Esther's breath came faster. This man was a stranger, was half-presumptuous, yet she could not put him down, and, which was worse, she could not feel displeased. He looked so handsome standing there in audacious possession of her flower; there was such thorough, boyish good-humour in his audacity; how could she feel displeased? That it was thoroughly unprincipled, however, to prolong the acquaintance a single minute more was beyond all question; and so she made another allusion to her cousin, and, turning round at once, began to walk away.

Mr. Carew walked beside her. "I suppose your cousin would not condescend to impart any of his fishing knowledge to me,' he remarked, quite quietly, and as though he had not for a moment imagined that Miss Fleming had intended to take leave of him. It would be too much to expect that one of the great high-priests would condescend to initiate a neophyte into the mysteries of the stream.'

'I am sure David would show you his flies, sir' (she could not feel angry, being glad herself that he had not taken her at her word): 'very likely you have not got the right sort. We find the fish rise better to green-drakes and stoneflies than any other at this season of the year.'

'What! you understand some of the mysteries, then?'

'David and I tie our flies ourselves, generally. He had a present of some from London once, and they were really beautiful to look at; but the fish didn't seem to see it, and never rose to them as they do to the ones we copy from nature. Shall I look at yours? Perhaps, like those of David's, they are too fine for the country fish to understand.'

Nothing, I am persuaded, ripens intimacy between two young persons, respectively aged eighteen and twenty-two, more than the juxtaposition necessarily caused by one of them looking over any kind of book that happens to be held in the other's hand. It took Miss Fleming several minutes to inspect the different varieties of flies, to give grave opinions on their merits, to admire, to detract, to advise. When she had finished some occult influence made her feel as though she had known Mr. Carew half her life at least, and that it would be sheer affectation for her to pretend any longer that her cousin David wanted her to return.

So when Carew asked her if they were not near the junction of the Lynn waters, and whether this would be the best time in the morning to see it to advantage, she answered, quite composedly, that they were within a quarter of an hour's walk from Waters-meet, and it would be very little out of her way to go there before she returned to her cousin, and, if Mr. Carew pleased, she would be glad to show him the path. It is not the first time I have led strangers through the woods' (her conscience pleaded against its own misgivings). 'Only last summer I showed that dear old clergyman all the way along the Valley of Rocks, and even Joan did not blame me. There can be no harm!' And as Miss Fleming's mind never took into account that the dear old clergyman was fifty-five and gouty-footed and paternal, Mr. Oliver Carew handsome and twentytwo, and wearing a damask rose (of hers) in his button-hole, we may presume that extreme simplicity really prevented her from discerning these somewhat material differences in the condition of the two strangers.

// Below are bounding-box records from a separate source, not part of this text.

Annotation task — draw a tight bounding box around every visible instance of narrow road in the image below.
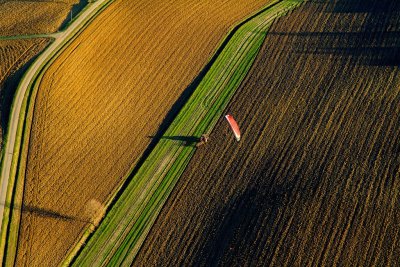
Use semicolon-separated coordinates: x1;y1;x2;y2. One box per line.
0;0;110;243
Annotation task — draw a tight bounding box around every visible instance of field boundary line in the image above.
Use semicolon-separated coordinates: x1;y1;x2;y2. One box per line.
70;0;303;266
0;0;113;265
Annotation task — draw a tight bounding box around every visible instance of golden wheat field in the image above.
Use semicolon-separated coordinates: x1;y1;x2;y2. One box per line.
0;38;49;140
0;0;79;36
17;0;268;266
135;0;400;266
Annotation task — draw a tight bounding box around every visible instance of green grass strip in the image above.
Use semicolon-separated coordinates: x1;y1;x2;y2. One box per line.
73;0;302;266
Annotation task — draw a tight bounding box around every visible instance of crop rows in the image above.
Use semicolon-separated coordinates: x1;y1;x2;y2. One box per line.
135;0;400;266
0;39;48;140
75;1;299;266
16;0;272;265
0;0;77;36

'This is Waters-meet, Mr. Carew. Please don't say you are disappointed, even if you feel so.'

Mr. Carew was not disposed to be disappointed with anything that Esther's handsome face asked him to admire. He already thought Lynmouth the least slow place, for the country, that he had ever been in. The valley was fresher than

Switzerland, the streams were more brown and transparent than any in the highlands, everything was goldcoloured (so he averred, and very probably thought, in the first brannew emotion of this rustic flirtation); and in a few more moments Esther had quite forgotten that their acquaintance dated from yesterday, and was sitting on her favourite rock, close to the water, with Mr. Carew leaning over her, as he animadverted, with great warmth and eloquence, upon the varied beauties of the scene.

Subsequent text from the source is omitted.